Are CDATA sections really unnecessary?

Question

This question is prompted by the rather militant refusal of developer Michael Rys to include the parsing of CDATA sections into FOR XML PATH because "There is no semantic difference in the data that you store."

I have stored nuggets of HTML in CDATA nodes and other content that requires the use of special or awkward characters. However I don't feel qualified to challenge Rys's controversial assertion because, I suppose, technically he is correct in the scenarios where I've employed CDATA for convenience.

What's really baking my noodle is that, as developers take to the internet begging for advice on how to render CDATA segments using FOR XML PATH, respondents continually direct them to use FOR XML EXPLICIT instead, the XML rendering method Rys cited as being the "query from hell".

If we can really do without CDATA in every use case that anyone can suggest I guess we should stop moaning and reject CDATA usage henceforth. But if there are clearly defined cases where CDATA is essential Rys already undertook that he would bake it into FOR XML PATH going forward in the topmost link in this question.

So which is it to be? Are CDATA sections really relics of the past? Or should Rys pull his finger out and allow for CDATA parsing in FOR XML PATH? And while we're at it, in the meanwhile, are there any hacks for getting FOR XML PATH to return CDATA sections?

score 3 · Answer 1 · answered Dec 01 '10 at 12:30

CDATA sections are unnecessary. They're not a "relic of the past" because they've always been unnecessary.

This does not mean they aren't useful. Look at just about any programming language or library and you can find a large number of things you could do without because they are semantically equivalent to something else, but which are useful if there's a human being sitting there having to write the stuff.

For that matter, even with programmatic production it's also handy that one could take the opposite approach and use CDATA sections for every single piece of c-data (bloaty, but it could have efficiency gains elsewhere).

FOR XML PATH does not involve a human being sitting there having to write the stuff. It's a means of producing valid XML from a the results of an SQL query. (It's also not a matter of parsing CDATA sections, but of producing them - a different matter).

And you can't really complain about FOR XML EXPLICIT being the alternative when you want really fine control - the reason FOR XML EXPLICIT is so nasty to use sometimes is precisely because it gives you really fine control. Indeed, consider if they first added support for CDATA sections and then added support for every other tweak and configuration option that seemed just as vital to someone else out there. How long would it take before FOR XML EXPLICIT was the automatic choice due to it being more straightforward than FOR XML PATH‽

There are four cases where CDATA are useful:

You're sitting at a keyboard typing this stuff in yourself.
You are dealing with a mixing different technologies with different standards designed at different times and which will be interpreted by different parsers in different ways (e.g javascript embedded into XHTML - though it's not 100% necessary here it's a nightmare to do otherwise).
You're trying to parse the XML with something that doesn't understand XML.
You're trying to use something built on a parser that allows low-level access that distinguishes between CDATA sections and other character data and using that low-level access inappropriately.

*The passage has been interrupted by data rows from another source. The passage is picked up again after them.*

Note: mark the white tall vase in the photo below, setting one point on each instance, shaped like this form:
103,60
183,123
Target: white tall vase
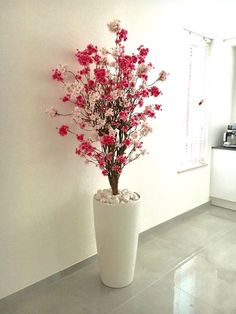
117,229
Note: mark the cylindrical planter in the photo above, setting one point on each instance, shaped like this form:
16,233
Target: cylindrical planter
117,229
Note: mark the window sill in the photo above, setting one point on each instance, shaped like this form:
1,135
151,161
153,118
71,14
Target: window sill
192,167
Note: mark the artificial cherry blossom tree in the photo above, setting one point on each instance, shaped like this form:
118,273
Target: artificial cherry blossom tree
109,116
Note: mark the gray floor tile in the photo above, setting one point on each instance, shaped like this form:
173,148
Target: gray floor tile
164,298
211,275
187,265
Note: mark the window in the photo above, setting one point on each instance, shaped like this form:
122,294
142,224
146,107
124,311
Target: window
195,122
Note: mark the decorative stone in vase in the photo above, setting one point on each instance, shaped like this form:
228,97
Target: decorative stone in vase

Funnily enough, these four cases are also the four cases where a ban on accepting CDATA sections can make sense.

Case 1 doesn't apply here, it isn't human-generated code. Case 2 could apply here if you are doing something really crazy. Frankly, the lack of CDATA sections is the least of your worries here; switch to producing simpler XML in the query and transforming it elsewhere. Case 3 could apply here, but it's not fair to complain to the SQL people if it does, when you should complain to the broken XML parser that doesn't treat <example> the same as <![CDATA[<example>]]>. Case 4 could apply here, but again complain to the person who wrote the buggy code, not the SQL people.

An interesting point of view and I understand where you're coming from. To give some context I have received a request from our front end development team to rework some elements of a bespoke client facing API that presents some of our information as an XML schema. Some of the data are the kind that a grassroots kind of AJAX/HTML/CSS/ECMAScript type designer would traditionally stuff into CDATA. I am willing to say it's not possible but I just wanted to know I wasn't being unreasonable in saying that. — One Monkey, Dec 01 '10 at 14:14
It's not possible that way (you *can* use EXPLICIT), but it's also not necessary as it'll look the same to the tools AJAX type coders would use for parsing (XHR), even if it would be less pleasant if they had to write it that way in their text editors. Another way of looking at it - if you're glad that the XML standard made things convenient to you in one way, why should you complain that someone else made use of the different way the XML standard made things convenient to them? — Jon Hanna, Dec 01 '10 at 14:26
Having had a good think about this I think that, although this is all perfectly logical in theory, reality throws a spanner in the works. Essentially the SQL I'm writing has many nodes in it that are fine in FOR XML PATH there's only a couple of contentious ones. The SQL needs to be readily readable by others and easily modified, it provides a tiny but essential part of our web app's functionality. The time cost of maintaining FOR XML EXPLICIT queries on it is not justified. But you can't stop an end user writing IAngleets into a free text field which could cause problems. — One Monkey, Dec 02 '10 at 10:35
Why would that cause problems? If it gets put into a database field then the query will escape it one way or another (i.e. either CDATA sections or `<` etc. - if it did neither then *that* would be a flaw). — Jon Hanna, Dec 02 '10 at 10:58
I suppose so. The problem with healthy paranoia is that it sometimes makes you antsy in illogical ways. I know you're right but I can't help wondering... so I guess we have found CDATA's true purpose, an overanxious developer's security blanket. — One Monkey, Dec 02 '10 at 11:56
It's always worth looking for issues before they happen. In this case though, it's worth noting that CDATA sections simply don't exist at a certain level of abstraction. Now, if something reading XML that is meant to get us to that level won't parse them - that *is* an issue - but if something producing XML doesn't, it doesn't matter at the level of abstraction we should be worrying about. — Jon Hanna, Dec 02 '10 at 12:01

score 2 · Accepted Answer · edited Jun 20 '20 at 09:12

CDATA sections are useful if you don't care about the semantics of the data in them (i.e. you do not need to parse it - it is simply a run of characters), and you don't wish to escape any of the XML within them.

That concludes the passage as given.